For example, for foreclosure of a recourse debt,

Recourse mortgage balance

$500,000

Selling expenses

50,000

Total debt

$550,000

Fair market value

450,000

Cancellation of debt (ordinary income)

$100,000

(If the cancellation of debt was for "qualified principal residence indebtedness," it will be excluded from taxable income. According to IRS Publication 4681, if the cancellation of indebtedness happened relating to a short sale, no basis adjustment would be required. If the taxpayer still owned the hoome after teh debt cancellation, the exclusion amount would be subtracted from the tax basis of the residence. See the section on "tax relief" above.)

Fair market value

$450,000

Tax basis

-300,000

Selling expenses

-50,000

Gain

$100,000

For example, for a recourse debt short sale,

Sales price

$450,000

Selling expenses

-50,000

Tax basis

-300,000

Gain

$100,000

Recourse mortgage balance

$500,000

Pay off using net sale proceeds
($450,000 sales price - $50,000
selling expenses)

400,000

Cancellation of debt (ordinary income)

$100,000

(Same caveat for "qualified principal residence indebtedness" as above.)
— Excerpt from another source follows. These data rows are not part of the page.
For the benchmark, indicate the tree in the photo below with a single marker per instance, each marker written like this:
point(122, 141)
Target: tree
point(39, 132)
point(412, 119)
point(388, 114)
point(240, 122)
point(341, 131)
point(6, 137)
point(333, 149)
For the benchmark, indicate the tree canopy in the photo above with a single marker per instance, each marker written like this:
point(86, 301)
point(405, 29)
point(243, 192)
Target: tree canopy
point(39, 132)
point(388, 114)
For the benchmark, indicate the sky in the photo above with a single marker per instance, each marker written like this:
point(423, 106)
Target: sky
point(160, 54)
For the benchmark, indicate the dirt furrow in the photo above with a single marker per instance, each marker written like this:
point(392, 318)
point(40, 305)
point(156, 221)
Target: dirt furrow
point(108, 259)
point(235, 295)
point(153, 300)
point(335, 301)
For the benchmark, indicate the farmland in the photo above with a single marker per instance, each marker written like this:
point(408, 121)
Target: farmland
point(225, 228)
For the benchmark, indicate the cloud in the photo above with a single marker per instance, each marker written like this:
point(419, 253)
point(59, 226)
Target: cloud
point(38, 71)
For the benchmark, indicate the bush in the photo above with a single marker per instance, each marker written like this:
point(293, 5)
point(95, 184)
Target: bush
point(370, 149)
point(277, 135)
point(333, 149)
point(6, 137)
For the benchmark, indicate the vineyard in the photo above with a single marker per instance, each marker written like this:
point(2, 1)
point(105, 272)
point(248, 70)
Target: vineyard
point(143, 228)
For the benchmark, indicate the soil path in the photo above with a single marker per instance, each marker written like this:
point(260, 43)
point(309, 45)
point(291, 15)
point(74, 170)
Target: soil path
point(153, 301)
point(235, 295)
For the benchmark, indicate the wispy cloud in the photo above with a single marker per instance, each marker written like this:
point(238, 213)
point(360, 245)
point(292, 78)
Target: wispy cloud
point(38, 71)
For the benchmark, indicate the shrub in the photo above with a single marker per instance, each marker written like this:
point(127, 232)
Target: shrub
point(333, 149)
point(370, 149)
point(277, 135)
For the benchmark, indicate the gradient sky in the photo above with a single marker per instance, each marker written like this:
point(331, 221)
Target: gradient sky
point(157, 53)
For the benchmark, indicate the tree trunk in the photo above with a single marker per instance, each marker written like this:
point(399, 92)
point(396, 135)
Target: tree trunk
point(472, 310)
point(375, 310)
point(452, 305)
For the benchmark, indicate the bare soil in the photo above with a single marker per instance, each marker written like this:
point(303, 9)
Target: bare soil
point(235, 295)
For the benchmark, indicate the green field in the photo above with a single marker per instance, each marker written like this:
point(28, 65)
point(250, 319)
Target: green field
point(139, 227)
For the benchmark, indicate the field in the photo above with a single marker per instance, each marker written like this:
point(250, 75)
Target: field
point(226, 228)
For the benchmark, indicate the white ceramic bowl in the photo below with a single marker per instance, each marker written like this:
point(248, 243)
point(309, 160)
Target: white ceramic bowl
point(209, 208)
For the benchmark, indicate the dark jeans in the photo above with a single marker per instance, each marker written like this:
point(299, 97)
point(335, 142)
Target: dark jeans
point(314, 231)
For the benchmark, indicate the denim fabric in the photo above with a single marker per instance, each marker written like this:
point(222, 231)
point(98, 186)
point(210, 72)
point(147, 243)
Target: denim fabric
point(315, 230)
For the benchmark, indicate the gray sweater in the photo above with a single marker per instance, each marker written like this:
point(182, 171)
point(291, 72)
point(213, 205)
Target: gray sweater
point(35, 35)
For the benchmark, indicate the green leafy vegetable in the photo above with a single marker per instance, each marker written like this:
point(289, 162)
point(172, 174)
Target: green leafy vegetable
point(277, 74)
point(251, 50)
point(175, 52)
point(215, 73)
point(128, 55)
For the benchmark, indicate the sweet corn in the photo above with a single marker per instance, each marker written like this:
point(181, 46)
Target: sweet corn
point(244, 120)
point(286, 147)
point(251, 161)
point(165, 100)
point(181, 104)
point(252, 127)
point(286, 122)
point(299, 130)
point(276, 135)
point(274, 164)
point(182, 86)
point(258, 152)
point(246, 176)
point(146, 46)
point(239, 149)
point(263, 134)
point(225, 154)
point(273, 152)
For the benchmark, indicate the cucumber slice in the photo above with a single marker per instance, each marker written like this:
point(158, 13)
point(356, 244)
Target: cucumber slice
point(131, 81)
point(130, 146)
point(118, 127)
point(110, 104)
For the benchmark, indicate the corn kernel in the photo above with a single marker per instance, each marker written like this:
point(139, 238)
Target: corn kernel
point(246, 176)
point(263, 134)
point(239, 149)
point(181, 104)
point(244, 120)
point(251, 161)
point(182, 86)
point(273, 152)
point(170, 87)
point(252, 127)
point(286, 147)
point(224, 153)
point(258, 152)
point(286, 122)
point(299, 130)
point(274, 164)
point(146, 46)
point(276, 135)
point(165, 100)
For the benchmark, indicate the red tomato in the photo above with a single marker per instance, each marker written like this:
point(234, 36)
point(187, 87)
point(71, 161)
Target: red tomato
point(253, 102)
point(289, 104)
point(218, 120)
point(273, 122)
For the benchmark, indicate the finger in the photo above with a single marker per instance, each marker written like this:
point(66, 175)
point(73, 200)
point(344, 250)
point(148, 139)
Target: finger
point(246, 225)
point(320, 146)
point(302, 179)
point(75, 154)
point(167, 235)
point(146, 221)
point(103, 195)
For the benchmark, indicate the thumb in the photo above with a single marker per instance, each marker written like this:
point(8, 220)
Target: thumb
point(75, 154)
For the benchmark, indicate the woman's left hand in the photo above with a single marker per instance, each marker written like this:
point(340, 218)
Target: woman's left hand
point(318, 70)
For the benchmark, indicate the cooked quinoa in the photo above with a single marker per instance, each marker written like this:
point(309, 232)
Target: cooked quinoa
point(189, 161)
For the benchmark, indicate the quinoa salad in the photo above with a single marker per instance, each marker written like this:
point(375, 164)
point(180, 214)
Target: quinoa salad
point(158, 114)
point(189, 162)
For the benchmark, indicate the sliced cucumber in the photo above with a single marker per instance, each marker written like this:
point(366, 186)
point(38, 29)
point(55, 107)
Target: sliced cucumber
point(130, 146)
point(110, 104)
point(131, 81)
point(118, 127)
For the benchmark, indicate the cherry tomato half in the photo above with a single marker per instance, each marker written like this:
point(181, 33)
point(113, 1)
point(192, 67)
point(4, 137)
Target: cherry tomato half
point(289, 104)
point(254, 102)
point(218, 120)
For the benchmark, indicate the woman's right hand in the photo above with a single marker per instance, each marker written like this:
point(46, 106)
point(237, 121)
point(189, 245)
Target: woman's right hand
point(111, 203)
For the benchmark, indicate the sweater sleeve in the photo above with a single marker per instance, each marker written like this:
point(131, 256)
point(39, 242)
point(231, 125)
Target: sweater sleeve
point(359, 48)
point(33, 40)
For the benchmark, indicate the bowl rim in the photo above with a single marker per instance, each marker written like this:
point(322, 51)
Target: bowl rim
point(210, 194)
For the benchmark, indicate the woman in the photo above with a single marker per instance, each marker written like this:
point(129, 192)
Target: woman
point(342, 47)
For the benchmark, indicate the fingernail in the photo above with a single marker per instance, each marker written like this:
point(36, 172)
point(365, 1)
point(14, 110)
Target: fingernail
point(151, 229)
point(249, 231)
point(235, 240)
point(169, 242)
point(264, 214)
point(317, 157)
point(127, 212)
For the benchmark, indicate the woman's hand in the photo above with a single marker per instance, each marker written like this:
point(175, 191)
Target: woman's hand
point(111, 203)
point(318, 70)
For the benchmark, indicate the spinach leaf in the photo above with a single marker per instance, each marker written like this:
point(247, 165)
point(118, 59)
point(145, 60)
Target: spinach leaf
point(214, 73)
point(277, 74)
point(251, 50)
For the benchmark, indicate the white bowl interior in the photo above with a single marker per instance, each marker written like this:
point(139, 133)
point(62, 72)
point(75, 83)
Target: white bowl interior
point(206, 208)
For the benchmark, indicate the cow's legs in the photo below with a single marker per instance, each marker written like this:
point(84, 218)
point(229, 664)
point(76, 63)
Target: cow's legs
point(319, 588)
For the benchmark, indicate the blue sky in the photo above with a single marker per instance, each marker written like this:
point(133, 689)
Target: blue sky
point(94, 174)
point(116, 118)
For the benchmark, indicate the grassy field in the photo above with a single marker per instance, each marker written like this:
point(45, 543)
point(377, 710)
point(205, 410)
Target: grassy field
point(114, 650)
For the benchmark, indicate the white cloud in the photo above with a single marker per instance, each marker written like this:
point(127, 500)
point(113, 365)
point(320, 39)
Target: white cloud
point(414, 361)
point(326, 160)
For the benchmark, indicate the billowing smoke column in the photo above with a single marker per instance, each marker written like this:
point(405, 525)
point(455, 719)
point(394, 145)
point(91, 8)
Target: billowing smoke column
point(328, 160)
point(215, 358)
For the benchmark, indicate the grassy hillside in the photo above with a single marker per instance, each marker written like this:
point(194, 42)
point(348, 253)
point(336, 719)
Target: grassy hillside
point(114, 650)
Other exceptions for cancellation of debt income.

Cancellation of debt income may not be taxable if the debtor is insolvent or has the debt discharged in bankruptcy. With recent changes in the federal bankruptcy laws, it is much harder for individuals to file bankruptcy than before the changes.

What if the fair market value of the home has dropped after purchase?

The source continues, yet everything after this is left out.